Il giudice del merito può, quindi, attribuire una somma maggiore, qualora riconosca la causa di particolare rilevanza per la parte, senza che ciò comporti uno specifico obbligo di motivazione, da ritenersi compreso nella liquidazione del danno, sicchè se il giudice non si pronuncia sul cd. bonus, ciò sta a significare che non ha ritenuto la controversia di tale rilevanza da riconoscerlo (Cass. n. 30570, n. 18012 del 2008).

In questi termini sono i principi che possono essere enunciati in relazione ai quesiti posti con i motivi in esame, con conseguente con conseguente manifesta infondatezza di detti mezzi.

Il decreto ha, infatti, applicato il parametro della Corte EDU e, liquidando Euro 960,00 per anno di ritardo, quale indennizzo per il danno non patrimoniale, si è discostato dal parametro minimo in misura non irragionevole, compiutamente motivando con riferimento:

all’entità della posta in gioco, al comportamento della parte (il mancato deposito dell’istanza di prelievo non incide sul termine di durata ragionevole, ma bene può essere assunto quale elemento espressivo dell’interesse della parte alla decisione della controversia). Rispetto a tale motivazione, congrua, coerente e sufficiente, le argomentazioni svolte dall’istante sono manifestamente astratte, scollegate dalla fattispecie concreta e non si danno carico di dedurre le ragioni specifiche che dovrebbero evidenziarne l’illogicità, risultando prive di ogni specifica indicazione in ordine all’entità della controversia ed alla deduzione di ulteriori elementi già nella fese di merito. Peraltro, con il settimo motivo, incongruamente prospetta la questione della legittimità della negazione dell’indennizzo nel caso di modesto valore della controversia, che è conclusione neppure affermata nel decreto, che ha riconosciuto il diritto in esame. La deduzione relativa all’inammissibilità della riduzione in considerazione del valore della controversia è infondata, poichè la posta in gioco, come affermato nelle sentenze sopra richiamate, costituisce elemento che può essere apprezzato al fine della quantificazione dell’indennizzo.

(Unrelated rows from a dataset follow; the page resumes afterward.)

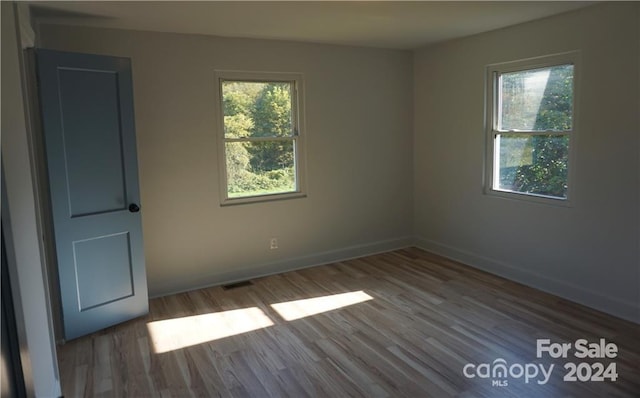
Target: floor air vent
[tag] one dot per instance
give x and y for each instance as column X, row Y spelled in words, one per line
column 237, row 285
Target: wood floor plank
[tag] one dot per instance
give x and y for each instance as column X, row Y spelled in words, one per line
column 417, row 321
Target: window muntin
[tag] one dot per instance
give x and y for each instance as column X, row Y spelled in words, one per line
column 261, row 147
column 531, row 125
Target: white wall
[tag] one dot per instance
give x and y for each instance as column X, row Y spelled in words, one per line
column 359, row 169
column 589, row 252
column 20, row 224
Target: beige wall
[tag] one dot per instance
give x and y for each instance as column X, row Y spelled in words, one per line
column 359, row 167
column 588, row 252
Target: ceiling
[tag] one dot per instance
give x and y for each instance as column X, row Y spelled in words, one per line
column 383, row 24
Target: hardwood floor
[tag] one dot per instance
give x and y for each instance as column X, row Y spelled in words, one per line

2.1.- I motivi indicati nel 1.1 possono essere esaminati congiuntamente, perchè logicamente connessi, sembrano manifestamente inammissibili.

Il decreto ha condannato la convenuta a pagare le spese del giudizio.

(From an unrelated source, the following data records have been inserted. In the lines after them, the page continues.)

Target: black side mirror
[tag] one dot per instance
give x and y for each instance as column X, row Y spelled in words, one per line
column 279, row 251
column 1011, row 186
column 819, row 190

I due mezzi in esame non pongono alcuna questione in ordine alla misura della liquidazione delle spese, ma censurano la compensazione delle spese e la dichiarazione di irripetibilità, che non è stata affatto pronunciata.

Tanto è sufficiente a rendere palese l’incongruenza ed in conferenza dei motivi rispetti al decisum, con conseguente manifesta inammissibilità degli stessi.

Dal rigetto delle spese potrà conseguire la condanna alle spese di questa fase, emergendo altresì i presupposti per l’adozione del provvedimento di cui all’art. 385 c.p.c., u.c., tenuto conto della formulazione di motivi che sono addirittura formulati senza tenere conto del contenuto della decisione impugnata (in particolare, l’8 ed il 9).

Pertanto, il ricorso può essere trattato in camera di consiglio, ricorrendone i presupposti di legge”.

2.- Il Collegio reputa di dovere fare proprie le conclusioni contenute nella relazione, fatta eccezione per la precisazione svolta di seguito, condividendo le argomentazioni che le fondano, neppure confutate, che comportano il rigetto del ricorso.

Non sussistono, invece, i presupposti per l’adozione del provvedimento di cui all’art. 385 c.p.c., u.c., tenuto conto delle oscillazioni giurisprudenziali avutesi in passato – e non composte alla data di proposizione del ricorso – in ordine alla quantificazione dell’equa riparazione per il danno non patrimoniale.

Le spese della presente fase seguono la soccombenza e si liquidano come in dispositivo.

PQM

La Corte rigetta il ricorso e condanna il ricorrente a pagare le spese della presente fase, che liquida in complessivi Euro 900,00, oltre spese prenotate a debito.

Così deciso in Roma, il 8 ottobre 2009.